I was born in Taipei, Taiwan. In 2001, 8-year-old me moved from Taipei to Shanghai and transferred from a local Taiwanese elementary school to an American school in Shanghai.

When I first moved to Shanghai, my English was so bad I didn’t even know the difference between a and an. School was too difficult and I was struggling to fit in. To make things worst, my teachers would insult me for speaking Mandarin at school — “You’re at an American school! If you want to speak Chinese, go home!” Ashamed of my culture, I started speaking more and more English and tried to act as American as possible.

As I entered middle school, Xanga started becoming very popular in the U.S.. All the cool kids at school had their own Xanga (I kind of had one too, but I kept it a secret…wasn’t exactly at the top of the social pyramid). After all, whether we’re Americans or not, we’re taught to act “American.” Xanga was eventually replaced by MySpace, which was then superseded by Facebook. Rather than conforming to Chinese virtual norms (i.e. Tencent QQ and renren.com), most of my peers chose social media that were popular in the U.S..

Around the time Facebook appeared, I started questioning my desire to hide my complex cultural identity — I’ve spent the last 5 years of my life trying to become as American as I can, but is this all I am? That was when I realized, simply being “American” wasn’t enough for me. Knowing that I was simultaneously an American and a Taiwanese living in China, I wanted to be connected to Taiwan and China as well.

For obvious reasons, I couldn’t simultaneously be in all three countries —that was when I started investing heavily in social media. I started spending most of my free time on wretch.cc (無名小站), facebook.com, renren.com (人人), the most popular social media in Taiwan, America, and China respectively. These virtual spaces gave me the opportunity to navigate different cultures, different societal expectations, and different parts of my identity.

In addition to writing on other people’s Facebook walls (thank you, Facebook, for the gift of Messenger), I would spend hours writing, reading, and commenting on blog posts on wretch.cc and designing and curating my personal feed on renren.com.
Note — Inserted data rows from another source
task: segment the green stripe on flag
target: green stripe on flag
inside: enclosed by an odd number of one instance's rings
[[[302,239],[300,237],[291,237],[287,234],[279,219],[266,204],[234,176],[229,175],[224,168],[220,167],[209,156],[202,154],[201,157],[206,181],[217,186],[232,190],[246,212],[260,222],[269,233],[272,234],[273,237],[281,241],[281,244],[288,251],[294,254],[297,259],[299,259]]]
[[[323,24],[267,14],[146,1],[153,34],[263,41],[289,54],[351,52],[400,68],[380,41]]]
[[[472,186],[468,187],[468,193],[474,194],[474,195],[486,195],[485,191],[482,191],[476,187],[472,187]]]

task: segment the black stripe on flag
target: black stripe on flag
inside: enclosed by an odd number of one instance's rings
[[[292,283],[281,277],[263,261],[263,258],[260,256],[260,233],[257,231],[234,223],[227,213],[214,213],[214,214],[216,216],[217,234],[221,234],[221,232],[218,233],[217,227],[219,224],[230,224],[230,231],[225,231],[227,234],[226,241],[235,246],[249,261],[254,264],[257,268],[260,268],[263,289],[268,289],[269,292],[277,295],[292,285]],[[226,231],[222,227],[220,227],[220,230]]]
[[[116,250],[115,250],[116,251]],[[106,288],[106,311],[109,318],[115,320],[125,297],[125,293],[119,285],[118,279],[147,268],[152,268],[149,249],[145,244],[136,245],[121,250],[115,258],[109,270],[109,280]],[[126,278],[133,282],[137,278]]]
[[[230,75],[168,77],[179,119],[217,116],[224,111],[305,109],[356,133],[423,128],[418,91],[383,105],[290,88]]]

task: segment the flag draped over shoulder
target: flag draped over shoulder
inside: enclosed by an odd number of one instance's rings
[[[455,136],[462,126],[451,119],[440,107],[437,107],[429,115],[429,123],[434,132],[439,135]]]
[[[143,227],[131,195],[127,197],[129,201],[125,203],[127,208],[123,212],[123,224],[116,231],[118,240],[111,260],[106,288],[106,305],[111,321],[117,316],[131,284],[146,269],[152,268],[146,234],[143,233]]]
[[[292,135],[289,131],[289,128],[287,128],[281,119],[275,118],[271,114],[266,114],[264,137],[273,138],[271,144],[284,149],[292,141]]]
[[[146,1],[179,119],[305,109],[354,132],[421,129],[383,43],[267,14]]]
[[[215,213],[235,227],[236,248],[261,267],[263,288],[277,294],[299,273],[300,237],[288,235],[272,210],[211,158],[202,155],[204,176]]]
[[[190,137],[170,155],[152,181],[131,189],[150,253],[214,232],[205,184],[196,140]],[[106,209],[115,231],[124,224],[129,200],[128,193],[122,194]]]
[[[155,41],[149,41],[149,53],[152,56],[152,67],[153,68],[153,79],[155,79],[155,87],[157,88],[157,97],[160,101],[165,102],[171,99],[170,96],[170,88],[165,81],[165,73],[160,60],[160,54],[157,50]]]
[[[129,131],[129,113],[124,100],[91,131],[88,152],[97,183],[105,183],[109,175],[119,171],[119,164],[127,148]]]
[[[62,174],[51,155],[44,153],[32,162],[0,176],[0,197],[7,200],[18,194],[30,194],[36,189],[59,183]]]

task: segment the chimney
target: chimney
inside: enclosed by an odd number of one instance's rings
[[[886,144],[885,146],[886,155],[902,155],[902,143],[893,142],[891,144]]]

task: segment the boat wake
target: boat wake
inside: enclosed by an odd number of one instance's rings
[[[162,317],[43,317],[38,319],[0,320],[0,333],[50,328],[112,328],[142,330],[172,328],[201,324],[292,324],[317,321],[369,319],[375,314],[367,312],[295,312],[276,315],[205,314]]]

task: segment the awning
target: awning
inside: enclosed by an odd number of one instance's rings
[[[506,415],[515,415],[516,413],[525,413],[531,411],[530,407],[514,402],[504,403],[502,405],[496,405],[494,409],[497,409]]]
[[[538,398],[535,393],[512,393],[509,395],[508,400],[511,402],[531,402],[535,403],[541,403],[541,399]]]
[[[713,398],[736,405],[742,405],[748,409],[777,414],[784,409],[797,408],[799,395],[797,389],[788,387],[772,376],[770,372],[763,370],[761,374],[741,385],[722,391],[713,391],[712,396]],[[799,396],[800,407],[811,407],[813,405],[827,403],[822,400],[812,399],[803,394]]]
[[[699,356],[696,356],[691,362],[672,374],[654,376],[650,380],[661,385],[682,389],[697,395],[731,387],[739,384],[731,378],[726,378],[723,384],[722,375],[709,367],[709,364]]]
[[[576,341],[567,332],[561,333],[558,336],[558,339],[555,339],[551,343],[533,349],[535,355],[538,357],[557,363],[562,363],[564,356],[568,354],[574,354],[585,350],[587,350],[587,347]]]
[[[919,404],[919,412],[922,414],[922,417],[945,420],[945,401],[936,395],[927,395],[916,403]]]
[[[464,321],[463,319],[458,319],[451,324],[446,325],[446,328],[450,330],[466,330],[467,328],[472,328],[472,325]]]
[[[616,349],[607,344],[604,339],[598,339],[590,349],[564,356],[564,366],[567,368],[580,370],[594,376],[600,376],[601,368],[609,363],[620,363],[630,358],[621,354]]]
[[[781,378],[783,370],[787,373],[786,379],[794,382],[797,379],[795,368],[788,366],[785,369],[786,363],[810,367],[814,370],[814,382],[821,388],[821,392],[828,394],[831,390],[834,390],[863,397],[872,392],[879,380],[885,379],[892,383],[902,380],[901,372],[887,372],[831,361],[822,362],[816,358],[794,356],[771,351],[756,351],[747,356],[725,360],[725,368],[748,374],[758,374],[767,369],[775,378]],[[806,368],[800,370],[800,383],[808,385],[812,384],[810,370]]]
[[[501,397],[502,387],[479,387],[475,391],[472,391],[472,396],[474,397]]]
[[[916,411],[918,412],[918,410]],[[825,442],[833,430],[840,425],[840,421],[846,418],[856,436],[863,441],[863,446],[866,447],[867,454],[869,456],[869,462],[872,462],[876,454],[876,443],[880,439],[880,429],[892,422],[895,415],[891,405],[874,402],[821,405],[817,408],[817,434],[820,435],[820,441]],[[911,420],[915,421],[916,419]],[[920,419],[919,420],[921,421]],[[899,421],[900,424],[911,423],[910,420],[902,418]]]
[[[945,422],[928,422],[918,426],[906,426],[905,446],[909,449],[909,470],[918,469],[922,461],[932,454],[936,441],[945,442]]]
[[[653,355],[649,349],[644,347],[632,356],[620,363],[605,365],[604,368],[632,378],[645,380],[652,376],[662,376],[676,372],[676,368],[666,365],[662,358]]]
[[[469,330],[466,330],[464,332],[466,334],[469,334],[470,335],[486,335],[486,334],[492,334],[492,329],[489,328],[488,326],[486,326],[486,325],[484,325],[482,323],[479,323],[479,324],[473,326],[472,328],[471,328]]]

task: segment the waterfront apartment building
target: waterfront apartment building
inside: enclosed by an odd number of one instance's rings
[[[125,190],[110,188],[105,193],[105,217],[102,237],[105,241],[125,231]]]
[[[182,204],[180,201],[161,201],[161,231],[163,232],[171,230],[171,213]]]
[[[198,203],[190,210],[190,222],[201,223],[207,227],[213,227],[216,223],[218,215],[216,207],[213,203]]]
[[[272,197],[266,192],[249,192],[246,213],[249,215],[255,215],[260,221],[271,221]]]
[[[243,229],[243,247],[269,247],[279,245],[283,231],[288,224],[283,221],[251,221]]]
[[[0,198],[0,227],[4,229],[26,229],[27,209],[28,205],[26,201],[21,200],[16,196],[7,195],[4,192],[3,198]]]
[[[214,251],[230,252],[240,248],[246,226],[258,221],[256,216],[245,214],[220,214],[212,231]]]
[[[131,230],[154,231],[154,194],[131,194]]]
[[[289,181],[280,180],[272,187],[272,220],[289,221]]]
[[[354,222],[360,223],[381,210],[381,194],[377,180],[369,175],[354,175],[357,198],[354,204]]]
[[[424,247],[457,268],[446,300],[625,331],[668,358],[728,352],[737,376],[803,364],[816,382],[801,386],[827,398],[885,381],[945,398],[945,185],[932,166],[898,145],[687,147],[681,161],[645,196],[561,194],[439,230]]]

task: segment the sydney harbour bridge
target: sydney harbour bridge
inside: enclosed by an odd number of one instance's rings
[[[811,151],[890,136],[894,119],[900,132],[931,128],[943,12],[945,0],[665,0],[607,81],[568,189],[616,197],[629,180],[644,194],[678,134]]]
In my early stages, I would only show one side of my cultural identity on each platform. For instance, I would use popular and common Chinese Internet jargons on renren.com, but would never use them on wretch.cc. I observed carefully and behaved strictly according to the perceived social media norms.

As I began to feel more established on these platforms, I started breaking rules to express my cultural identity more holistically. For example, on October 10th, 2009, I posted a picture of a Taiwanese flag to celebrate Taiwan National Day on renren.com — since renren.com is heavily censored, my politically provocative post was immediately taken off. Though renren.com didn’t exactly like what I did, I started realizing how my complex cultures can coexist, even if it may sometimes make other people feel uncomfortable.

Somewhere in between Facebook, Renren, and Wretch, I found myself. It was there that I learned to be proud of my complexity; it was there that I found a sense of belonging; it was there that I truly became a local in all three homes of mine.

Thanks to social media, I was able to reimagine my world and extend my identity beyond my physical environment. If it wasn’t for the space I was given to explore my cultures, I would’ve lost most of them already — I definitely wouldn’t be completely fluent in both English and Mandarin for one!

Thanks, social media! Thanks for allowing me to teleport myself between America, China, and Taiwan on a daily basis — I definitely owe you one.